The furnishings inside are from around 1900 and shows how Icelanders were living at that time. Living in a sod house required a great deal of hard work and maintenance. The turf needed to be cut and harvested in the summer months and stored for use during the winter. The walls and roof of the house needed regular maintenance and repair to prevent leaks and deterioration.
Despite the hard work, the sod houses provided a warm and comfortable living space, particularly during the long and cold Icelandic winters. The interior of an Icelandic sod house was typically quite simple, with a dirt floor and minimal furnishings. The house would be lit by candles or oil lamps, and the heat would come from a sod-burning fire burning in the middle of the room.
The main living space was often a single room that served as a kitchen, living room, and bedroom. Laufás has separate kitchen and bedroom areas. The wooden furniture was likely built by former residents during the long winter months.
Wool was carded and spun into flat skeins of yarns thick and thin. The wool was used to knit sweaters, hats, gloves and other winter necessities.
Without a toy store or building materials to waste, children found discarded objects around the house and farm to turn into games. Children played with found objects such as fish bones, sheep horns, and horse shoes.

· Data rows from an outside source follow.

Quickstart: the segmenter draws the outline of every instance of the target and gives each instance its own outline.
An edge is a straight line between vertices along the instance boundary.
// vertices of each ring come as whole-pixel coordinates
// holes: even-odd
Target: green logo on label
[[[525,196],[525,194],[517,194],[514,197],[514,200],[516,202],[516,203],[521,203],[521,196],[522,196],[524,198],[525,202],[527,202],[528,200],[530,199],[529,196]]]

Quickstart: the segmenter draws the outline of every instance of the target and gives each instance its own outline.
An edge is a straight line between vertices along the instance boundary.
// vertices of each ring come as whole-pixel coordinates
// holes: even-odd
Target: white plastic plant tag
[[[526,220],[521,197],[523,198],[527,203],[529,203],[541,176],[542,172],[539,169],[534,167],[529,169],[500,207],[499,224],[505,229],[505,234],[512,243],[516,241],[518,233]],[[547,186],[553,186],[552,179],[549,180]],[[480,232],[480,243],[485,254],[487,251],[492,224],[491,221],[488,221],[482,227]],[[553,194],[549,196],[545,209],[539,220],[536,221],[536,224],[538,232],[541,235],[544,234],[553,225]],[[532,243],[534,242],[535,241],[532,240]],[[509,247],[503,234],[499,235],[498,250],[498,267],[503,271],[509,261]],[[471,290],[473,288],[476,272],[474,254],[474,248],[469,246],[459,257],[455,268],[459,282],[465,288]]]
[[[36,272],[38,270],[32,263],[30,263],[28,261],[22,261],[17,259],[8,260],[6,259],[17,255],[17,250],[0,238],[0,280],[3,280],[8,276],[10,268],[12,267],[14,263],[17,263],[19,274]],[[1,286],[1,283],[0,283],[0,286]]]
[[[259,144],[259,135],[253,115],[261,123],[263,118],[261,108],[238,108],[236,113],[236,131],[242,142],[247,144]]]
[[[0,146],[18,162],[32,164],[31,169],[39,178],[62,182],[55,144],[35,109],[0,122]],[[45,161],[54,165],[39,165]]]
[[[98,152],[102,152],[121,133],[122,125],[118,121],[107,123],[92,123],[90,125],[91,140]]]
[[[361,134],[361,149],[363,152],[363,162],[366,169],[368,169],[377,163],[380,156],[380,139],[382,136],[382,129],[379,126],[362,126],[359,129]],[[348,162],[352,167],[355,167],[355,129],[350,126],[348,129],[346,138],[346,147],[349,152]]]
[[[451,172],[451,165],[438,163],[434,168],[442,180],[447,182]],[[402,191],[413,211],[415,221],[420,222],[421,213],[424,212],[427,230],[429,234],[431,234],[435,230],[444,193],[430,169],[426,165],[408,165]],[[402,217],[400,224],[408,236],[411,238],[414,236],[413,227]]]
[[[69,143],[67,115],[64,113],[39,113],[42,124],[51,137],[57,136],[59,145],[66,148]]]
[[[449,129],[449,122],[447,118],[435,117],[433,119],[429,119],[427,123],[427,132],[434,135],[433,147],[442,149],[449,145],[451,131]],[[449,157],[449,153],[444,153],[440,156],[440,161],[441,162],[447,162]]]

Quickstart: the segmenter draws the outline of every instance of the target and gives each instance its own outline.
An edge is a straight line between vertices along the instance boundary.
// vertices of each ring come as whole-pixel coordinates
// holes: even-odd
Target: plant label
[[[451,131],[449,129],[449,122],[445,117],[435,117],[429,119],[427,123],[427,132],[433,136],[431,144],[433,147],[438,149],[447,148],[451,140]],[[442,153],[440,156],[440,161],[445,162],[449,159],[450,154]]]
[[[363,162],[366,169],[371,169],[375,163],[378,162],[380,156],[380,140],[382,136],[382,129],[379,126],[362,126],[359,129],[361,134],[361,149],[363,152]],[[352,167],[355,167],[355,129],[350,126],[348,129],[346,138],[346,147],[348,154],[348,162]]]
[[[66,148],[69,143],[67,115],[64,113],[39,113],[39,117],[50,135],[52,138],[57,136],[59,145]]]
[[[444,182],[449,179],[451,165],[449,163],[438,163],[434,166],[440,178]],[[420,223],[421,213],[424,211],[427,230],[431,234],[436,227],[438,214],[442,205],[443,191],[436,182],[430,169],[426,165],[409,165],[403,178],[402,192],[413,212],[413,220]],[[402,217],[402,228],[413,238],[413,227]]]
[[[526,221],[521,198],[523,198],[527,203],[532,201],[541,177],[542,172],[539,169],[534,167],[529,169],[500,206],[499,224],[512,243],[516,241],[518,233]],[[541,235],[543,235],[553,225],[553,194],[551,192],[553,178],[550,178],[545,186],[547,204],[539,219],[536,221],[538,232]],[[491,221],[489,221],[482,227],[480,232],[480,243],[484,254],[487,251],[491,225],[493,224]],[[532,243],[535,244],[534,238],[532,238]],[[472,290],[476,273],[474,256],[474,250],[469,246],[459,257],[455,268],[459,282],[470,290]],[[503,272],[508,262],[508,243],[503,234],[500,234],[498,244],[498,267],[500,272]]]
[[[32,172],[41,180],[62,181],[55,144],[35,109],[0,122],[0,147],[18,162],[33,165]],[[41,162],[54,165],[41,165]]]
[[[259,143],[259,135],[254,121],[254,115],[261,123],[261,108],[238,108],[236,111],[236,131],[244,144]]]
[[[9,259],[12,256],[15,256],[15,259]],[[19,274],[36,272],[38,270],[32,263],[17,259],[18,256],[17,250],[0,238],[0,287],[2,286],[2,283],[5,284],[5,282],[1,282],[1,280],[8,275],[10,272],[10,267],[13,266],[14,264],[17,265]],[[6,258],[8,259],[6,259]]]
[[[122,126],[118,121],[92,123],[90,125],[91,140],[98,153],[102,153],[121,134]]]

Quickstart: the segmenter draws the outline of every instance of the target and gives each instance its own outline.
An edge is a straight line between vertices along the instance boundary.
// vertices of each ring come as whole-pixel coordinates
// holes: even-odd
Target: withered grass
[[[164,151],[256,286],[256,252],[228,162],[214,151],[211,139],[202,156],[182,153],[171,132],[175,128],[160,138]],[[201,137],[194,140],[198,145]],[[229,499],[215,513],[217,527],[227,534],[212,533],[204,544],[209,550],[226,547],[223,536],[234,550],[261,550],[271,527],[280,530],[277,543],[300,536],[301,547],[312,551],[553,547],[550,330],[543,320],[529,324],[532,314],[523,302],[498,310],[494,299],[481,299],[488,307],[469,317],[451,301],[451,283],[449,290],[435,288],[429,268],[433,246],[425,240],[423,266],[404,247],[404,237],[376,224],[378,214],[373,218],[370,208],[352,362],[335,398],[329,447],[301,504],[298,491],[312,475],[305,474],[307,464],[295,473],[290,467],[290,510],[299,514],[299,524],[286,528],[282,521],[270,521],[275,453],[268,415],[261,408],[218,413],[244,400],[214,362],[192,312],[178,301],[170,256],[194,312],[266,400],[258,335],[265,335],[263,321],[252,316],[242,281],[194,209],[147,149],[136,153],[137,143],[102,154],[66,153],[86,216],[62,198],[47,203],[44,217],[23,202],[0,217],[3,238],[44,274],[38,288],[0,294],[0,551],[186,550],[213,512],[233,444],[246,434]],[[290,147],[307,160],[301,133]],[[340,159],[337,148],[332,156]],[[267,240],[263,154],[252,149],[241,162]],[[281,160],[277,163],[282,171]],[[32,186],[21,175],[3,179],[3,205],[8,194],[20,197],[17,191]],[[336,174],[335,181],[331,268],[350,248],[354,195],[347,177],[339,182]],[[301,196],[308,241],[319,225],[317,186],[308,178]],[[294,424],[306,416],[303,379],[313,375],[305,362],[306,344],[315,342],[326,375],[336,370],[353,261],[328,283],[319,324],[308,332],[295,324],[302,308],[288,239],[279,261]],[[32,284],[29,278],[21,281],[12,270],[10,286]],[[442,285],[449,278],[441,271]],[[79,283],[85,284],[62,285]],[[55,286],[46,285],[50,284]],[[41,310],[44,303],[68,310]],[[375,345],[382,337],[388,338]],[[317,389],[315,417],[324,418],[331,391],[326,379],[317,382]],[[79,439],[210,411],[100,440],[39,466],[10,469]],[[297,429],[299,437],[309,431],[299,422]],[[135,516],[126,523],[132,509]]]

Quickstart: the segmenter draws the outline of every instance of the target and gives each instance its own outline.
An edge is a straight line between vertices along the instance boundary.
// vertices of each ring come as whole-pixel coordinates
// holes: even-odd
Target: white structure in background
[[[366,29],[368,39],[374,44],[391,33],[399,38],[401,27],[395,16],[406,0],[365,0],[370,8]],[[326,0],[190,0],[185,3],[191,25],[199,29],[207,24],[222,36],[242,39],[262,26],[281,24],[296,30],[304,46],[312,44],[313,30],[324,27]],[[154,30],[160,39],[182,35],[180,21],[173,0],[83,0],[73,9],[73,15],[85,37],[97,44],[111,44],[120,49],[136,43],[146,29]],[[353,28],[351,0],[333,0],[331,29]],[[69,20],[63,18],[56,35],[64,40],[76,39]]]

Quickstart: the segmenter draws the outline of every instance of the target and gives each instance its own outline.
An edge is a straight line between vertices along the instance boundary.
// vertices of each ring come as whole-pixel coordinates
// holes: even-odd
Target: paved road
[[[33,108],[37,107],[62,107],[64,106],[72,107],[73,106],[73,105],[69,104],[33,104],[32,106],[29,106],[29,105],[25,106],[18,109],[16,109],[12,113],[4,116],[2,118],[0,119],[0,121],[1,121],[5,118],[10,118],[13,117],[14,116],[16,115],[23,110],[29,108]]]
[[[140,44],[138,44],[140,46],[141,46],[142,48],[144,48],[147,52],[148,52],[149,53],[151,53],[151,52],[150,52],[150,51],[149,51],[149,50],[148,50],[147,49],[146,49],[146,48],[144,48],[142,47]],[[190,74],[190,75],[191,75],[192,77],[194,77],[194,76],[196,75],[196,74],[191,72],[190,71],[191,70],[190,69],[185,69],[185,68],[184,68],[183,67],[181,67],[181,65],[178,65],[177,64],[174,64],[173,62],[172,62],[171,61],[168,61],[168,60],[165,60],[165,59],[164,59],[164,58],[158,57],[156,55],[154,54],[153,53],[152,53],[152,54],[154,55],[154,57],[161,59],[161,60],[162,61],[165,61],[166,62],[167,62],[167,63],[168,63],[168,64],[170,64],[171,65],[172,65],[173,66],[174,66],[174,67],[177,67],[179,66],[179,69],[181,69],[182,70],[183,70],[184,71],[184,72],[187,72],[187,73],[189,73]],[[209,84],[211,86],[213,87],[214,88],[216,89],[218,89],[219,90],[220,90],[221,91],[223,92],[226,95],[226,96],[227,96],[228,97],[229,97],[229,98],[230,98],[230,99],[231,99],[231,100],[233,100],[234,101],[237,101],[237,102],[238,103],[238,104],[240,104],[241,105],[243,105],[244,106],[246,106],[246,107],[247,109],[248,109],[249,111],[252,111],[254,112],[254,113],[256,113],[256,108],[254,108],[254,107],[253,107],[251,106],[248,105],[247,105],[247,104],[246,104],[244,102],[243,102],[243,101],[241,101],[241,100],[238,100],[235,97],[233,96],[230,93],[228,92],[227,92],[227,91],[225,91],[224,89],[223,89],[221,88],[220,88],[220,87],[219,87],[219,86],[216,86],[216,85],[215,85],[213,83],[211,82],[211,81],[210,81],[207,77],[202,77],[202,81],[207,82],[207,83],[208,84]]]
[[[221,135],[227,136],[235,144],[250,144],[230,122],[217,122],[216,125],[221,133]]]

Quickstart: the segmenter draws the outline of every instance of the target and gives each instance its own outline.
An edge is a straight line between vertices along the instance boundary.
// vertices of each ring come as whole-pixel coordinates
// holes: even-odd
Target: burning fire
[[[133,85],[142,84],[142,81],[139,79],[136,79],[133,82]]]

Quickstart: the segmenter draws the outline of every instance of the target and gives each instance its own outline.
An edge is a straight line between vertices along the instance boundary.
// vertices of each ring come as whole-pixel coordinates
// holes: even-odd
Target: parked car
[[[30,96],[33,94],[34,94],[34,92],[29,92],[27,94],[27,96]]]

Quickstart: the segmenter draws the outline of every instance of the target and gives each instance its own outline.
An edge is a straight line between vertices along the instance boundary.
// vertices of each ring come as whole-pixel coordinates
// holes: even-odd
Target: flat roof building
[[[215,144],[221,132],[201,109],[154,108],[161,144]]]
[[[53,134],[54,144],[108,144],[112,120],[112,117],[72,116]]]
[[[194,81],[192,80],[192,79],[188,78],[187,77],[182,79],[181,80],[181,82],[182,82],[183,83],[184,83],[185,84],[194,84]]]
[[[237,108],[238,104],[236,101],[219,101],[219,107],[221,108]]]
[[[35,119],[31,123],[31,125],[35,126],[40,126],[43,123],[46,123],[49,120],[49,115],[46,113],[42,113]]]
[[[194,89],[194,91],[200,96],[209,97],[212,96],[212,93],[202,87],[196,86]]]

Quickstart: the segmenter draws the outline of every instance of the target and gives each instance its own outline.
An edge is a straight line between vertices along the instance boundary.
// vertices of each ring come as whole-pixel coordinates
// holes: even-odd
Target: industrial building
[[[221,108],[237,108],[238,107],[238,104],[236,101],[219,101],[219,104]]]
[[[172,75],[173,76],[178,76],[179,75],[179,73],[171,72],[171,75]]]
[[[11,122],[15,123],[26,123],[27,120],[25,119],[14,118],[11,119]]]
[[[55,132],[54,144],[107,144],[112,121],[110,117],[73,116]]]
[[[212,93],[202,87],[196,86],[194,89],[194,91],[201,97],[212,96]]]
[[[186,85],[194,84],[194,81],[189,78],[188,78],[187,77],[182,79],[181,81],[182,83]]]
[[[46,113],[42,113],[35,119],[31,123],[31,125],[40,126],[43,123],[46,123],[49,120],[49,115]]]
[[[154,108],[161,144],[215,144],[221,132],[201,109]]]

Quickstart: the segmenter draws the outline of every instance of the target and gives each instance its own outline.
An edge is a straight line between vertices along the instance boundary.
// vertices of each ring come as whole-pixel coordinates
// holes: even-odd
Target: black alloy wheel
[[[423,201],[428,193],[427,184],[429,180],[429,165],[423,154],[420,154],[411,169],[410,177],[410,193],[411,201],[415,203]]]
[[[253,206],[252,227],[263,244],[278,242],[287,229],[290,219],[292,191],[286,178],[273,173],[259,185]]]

These sod houses are excellent examples of sustainable living. The turf is a renewable resource, and provides natural insulation keeping the house warm in the winter and cool in the summer. Summer gardens were planted to grow hardy food crops to be preserved for use throughout the year.
Rhubarb is especially popular in Iceland. There is really tasty rhubarb jam, syrup, relish, and desserts available in every restaurant and café.
Laufás has been a religious gathering area since the beginnings of Christianity in Iceland. The Laufáskirkja church on site today was built in 1865.
The church is very proud of its decorative pulpit built in 1698.
Laufás Visitor Centre not only provides lots of great information about the sod house but also has a wealthy of information and advice about local wildlife, history and other activities in the area. There is a selection of local handicrafts, souvenirs, and refreshments available for purchase.
The museum is only open during the summer months from 10:00 - 17:00. The entrance ticket gives visitors access to 5 different local museums for up to a year for 2,ooo ISK ($19 CAD). Check their website for free family days with Icelandic ponies.
Visiting the sod house at Laufás is a unique and fascinating experience that provides a glimpse into Iceland's rich cultural heritage. If you're interested in Iceland's history, architecture, or just want to see something unique, the sod house at Laufus should be on your list.